Die Felder und Gärten prangen im jungen Grün, die Vögel vollführen ihr vielstimmiges, jubelndes Konzert. Dazu scheint die Sonne freundlich und belebend mit wolkenlosen Himmel, und die Luft zieht warm daher und erquickend. Im Schorndorfer Schloßgarten leuchtet feuerflammig die Blüte der japanischen Quitte. Anemonen, Krokus, Leberblumen und Schneeglöckchen drängen ungestüm hervor und entfalten ihre zartfarbigen Kelche. Es ist Ostern! fröhliche Ostern! –

Im großen, ovalen Familienzimmer regen sich fleißige Hände. Christine Consentius' Aussteuer wird in Kasten und Koffer verpackt. Frau Consentius und die junge Frau von Güllen schichten die weißen Wäscheberge vorsorglich ein. Christine und Elisabeth umwinden noch letzte Stöße mit rotseidenen Bändern, die vorn in schöne Schleifen gebunden werden.

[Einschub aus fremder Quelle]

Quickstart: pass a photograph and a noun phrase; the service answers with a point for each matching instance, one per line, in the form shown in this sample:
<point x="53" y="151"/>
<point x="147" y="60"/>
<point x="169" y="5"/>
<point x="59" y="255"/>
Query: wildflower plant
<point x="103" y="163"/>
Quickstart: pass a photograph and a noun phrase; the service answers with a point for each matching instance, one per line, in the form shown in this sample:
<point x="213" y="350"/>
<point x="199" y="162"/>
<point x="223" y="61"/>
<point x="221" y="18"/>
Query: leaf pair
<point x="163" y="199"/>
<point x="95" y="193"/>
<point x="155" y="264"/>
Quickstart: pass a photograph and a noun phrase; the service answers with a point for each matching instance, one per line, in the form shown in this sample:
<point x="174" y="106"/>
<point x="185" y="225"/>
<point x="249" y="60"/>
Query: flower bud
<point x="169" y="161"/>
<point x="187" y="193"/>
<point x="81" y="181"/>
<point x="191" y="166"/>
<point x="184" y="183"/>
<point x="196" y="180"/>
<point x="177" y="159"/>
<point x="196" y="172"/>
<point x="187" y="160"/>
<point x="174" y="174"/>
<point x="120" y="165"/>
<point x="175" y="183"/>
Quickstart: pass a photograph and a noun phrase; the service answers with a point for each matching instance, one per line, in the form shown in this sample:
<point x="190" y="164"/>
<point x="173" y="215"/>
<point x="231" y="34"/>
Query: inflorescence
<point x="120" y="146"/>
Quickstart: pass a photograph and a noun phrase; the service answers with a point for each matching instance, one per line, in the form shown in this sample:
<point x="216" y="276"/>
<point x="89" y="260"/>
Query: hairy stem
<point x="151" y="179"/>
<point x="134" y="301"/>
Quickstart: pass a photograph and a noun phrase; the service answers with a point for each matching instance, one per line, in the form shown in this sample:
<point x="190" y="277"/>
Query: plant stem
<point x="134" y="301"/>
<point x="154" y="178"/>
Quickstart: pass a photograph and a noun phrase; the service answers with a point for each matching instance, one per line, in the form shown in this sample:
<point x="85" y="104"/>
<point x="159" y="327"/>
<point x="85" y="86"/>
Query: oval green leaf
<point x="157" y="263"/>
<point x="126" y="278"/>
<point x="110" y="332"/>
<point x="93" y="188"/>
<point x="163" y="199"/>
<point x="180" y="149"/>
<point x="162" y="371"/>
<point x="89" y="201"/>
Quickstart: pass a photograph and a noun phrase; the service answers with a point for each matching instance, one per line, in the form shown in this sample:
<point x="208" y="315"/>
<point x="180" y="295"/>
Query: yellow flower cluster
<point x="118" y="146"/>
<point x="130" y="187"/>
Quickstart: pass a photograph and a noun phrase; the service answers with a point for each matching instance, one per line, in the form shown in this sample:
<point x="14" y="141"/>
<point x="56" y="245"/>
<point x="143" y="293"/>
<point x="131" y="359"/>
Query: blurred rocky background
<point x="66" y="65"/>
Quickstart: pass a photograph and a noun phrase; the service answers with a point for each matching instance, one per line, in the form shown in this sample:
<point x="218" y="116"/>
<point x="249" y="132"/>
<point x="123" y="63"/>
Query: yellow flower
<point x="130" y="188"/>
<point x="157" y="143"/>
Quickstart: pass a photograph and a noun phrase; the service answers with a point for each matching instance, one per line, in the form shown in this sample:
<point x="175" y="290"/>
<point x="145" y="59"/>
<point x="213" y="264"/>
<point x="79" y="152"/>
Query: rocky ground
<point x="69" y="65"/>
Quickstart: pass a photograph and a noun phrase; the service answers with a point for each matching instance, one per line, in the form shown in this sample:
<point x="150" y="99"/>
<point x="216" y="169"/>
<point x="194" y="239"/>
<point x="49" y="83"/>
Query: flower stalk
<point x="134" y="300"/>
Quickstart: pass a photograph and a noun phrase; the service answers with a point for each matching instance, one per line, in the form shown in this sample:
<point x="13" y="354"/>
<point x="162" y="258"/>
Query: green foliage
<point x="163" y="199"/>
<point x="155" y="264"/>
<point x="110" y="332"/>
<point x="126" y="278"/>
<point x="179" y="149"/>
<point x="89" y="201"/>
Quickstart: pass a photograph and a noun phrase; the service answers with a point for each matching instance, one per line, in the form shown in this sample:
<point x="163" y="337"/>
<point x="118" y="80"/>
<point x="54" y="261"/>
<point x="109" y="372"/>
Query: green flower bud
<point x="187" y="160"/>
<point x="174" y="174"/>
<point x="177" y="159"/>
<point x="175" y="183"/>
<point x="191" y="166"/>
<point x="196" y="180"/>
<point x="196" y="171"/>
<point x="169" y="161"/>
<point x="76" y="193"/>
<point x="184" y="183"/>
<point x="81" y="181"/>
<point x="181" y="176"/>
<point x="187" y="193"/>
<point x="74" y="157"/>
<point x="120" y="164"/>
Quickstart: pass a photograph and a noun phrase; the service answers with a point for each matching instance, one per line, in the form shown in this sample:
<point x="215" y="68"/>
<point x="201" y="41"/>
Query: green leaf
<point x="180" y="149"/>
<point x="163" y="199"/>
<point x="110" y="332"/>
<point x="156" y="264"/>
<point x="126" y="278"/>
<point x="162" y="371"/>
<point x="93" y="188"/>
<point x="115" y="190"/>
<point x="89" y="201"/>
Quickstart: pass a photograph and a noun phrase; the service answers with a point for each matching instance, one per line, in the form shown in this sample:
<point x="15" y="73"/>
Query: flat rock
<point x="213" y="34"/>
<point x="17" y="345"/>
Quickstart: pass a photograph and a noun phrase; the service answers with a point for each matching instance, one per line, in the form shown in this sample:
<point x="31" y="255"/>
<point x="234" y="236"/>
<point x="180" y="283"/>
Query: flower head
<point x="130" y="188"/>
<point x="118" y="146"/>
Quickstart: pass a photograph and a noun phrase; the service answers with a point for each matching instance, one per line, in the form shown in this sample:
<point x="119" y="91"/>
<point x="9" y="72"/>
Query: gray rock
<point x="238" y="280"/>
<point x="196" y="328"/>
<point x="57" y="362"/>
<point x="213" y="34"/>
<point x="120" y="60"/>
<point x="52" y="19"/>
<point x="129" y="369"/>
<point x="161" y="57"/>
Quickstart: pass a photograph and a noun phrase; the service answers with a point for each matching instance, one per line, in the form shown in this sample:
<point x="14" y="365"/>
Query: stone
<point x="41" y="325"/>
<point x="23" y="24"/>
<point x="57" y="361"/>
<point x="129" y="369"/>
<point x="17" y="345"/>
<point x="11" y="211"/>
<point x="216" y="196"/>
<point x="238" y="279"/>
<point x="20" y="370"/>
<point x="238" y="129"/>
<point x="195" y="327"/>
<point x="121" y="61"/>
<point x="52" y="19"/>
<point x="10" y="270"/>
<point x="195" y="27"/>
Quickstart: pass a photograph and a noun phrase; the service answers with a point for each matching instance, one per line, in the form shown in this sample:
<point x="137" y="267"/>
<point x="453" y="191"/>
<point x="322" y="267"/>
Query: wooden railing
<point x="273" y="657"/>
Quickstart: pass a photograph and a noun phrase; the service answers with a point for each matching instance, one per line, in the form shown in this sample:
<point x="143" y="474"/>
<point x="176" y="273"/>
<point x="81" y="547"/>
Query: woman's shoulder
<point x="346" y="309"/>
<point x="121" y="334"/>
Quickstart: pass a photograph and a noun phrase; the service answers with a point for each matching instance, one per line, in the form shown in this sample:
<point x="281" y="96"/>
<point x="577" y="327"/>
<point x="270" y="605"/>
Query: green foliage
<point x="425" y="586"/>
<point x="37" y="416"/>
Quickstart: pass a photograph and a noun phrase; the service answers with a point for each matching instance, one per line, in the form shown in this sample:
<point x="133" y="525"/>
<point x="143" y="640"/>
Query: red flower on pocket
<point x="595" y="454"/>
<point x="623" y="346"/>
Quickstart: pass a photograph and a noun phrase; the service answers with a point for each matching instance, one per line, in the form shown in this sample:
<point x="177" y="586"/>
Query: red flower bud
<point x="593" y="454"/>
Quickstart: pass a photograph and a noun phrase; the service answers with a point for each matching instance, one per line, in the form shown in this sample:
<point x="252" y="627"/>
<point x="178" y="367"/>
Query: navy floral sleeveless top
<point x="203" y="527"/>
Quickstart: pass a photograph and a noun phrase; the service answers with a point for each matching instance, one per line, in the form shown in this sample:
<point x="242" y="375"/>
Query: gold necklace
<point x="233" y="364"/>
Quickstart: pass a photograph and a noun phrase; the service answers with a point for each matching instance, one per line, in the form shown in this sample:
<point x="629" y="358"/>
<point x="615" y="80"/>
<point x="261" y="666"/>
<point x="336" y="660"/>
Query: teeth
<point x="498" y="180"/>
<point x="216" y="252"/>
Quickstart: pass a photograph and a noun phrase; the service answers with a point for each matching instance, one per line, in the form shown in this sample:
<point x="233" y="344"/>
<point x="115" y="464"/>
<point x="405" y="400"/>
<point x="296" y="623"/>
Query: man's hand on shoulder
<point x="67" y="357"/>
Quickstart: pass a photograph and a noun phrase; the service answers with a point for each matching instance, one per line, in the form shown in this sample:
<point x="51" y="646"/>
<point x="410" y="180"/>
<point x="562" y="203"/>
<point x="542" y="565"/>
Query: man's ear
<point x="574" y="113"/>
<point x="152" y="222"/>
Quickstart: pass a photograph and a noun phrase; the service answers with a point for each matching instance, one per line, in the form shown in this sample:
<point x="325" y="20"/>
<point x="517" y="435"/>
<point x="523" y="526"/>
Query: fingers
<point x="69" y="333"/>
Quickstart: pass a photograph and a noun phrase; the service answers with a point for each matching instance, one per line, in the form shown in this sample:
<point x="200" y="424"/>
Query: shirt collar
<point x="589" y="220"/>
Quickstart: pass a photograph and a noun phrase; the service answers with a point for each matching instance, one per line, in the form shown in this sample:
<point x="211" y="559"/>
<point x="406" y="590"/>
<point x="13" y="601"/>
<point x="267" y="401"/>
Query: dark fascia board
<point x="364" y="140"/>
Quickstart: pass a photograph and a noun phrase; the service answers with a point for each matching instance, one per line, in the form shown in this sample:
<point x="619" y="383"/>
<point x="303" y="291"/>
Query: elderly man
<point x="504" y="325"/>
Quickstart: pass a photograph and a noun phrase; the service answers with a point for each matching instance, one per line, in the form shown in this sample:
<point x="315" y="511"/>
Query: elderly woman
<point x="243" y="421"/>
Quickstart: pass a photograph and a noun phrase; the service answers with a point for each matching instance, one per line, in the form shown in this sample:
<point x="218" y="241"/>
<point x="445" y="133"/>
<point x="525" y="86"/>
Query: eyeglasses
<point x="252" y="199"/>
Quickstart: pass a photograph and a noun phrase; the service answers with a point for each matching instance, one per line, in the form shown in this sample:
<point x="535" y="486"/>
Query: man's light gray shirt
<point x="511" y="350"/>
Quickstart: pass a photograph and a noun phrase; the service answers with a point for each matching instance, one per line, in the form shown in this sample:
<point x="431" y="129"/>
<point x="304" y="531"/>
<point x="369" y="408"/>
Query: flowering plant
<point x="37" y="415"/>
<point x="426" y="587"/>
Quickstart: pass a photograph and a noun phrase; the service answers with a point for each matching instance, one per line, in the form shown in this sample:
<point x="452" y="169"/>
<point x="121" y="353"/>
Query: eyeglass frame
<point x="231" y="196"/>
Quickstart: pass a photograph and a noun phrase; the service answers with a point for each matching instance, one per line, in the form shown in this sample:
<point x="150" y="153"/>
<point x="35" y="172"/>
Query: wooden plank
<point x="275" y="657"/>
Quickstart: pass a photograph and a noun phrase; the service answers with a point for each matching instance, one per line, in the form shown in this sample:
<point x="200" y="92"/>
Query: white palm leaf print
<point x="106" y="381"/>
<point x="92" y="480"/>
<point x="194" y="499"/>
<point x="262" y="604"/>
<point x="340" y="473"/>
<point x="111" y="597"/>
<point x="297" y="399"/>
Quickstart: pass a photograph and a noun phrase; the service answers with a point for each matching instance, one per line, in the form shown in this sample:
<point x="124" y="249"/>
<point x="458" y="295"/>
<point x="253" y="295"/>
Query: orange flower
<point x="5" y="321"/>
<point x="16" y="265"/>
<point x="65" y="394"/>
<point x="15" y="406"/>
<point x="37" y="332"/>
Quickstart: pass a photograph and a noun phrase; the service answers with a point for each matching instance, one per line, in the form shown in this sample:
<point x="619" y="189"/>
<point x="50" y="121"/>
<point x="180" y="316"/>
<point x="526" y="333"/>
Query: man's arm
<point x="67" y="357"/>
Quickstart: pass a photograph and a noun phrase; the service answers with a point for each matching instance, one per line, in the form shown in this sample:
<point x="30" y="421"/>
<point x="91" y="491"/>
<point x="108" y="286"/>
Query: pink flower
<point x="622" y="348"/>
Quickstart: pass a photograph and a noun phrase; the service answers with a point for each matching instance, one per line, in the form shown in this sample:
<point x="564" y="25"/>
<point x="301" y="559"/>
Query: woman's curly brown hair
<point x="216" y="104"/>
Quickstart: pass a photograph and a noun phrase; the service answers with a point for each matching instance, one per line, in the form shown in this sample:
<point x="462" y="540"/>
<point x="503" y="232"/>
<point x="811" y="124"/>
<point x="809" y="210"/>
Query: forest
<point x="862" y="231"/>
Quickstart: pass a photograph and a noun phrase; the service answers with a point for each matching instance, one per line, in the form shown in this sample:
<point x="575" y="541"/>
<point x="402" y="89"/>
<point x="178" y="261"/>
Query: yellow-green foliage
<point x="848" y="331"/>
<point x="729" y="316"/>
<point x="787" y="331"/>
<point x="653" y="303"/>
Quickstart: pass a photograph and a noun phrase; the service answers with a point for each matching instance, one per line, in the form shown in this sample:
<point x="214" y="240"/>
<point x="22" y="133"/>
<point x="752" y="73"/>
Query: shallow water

Christine ist fast puritanerhaft einfach gekleidet, mit einem dunkelblauen Kleide und weißem Latzschürzchen. Aber ihre große Schönheit tritt darum nur bemerkbarer hervor.

Lieutenant Hellwig erachtet die Jugendfrische seiner Braut und ihre herzerwärmende Anmut als ihren schönsten Schmuck. Mit seidenen Roben mag sie sich putzen, wenn sie nach einer langen Reihe von Jahren Frau Majorin Hellwig geworden ist. Er liebt seine Braut um ihrer selber willen und nicht des großen Vermögens wegen, das Herr Consentius wohl im stande wäre, seiner einzigen Tochter mitzugeben, auf das aber Lieutenant Hellwig verzichtet hat.

Elisabeth Greding trägt die große, dunkelblaue, unkleidsame Brille, der es gleichwohl nicht gelingt, dies zarte, liebenswürdige, junge Gesicht zu entstellen, unter dessen weißer Haut man das matte Gezweige der Adern sich dahinziehen sieht.

Frau von Güllen setzt sich jetzt behaglich hin.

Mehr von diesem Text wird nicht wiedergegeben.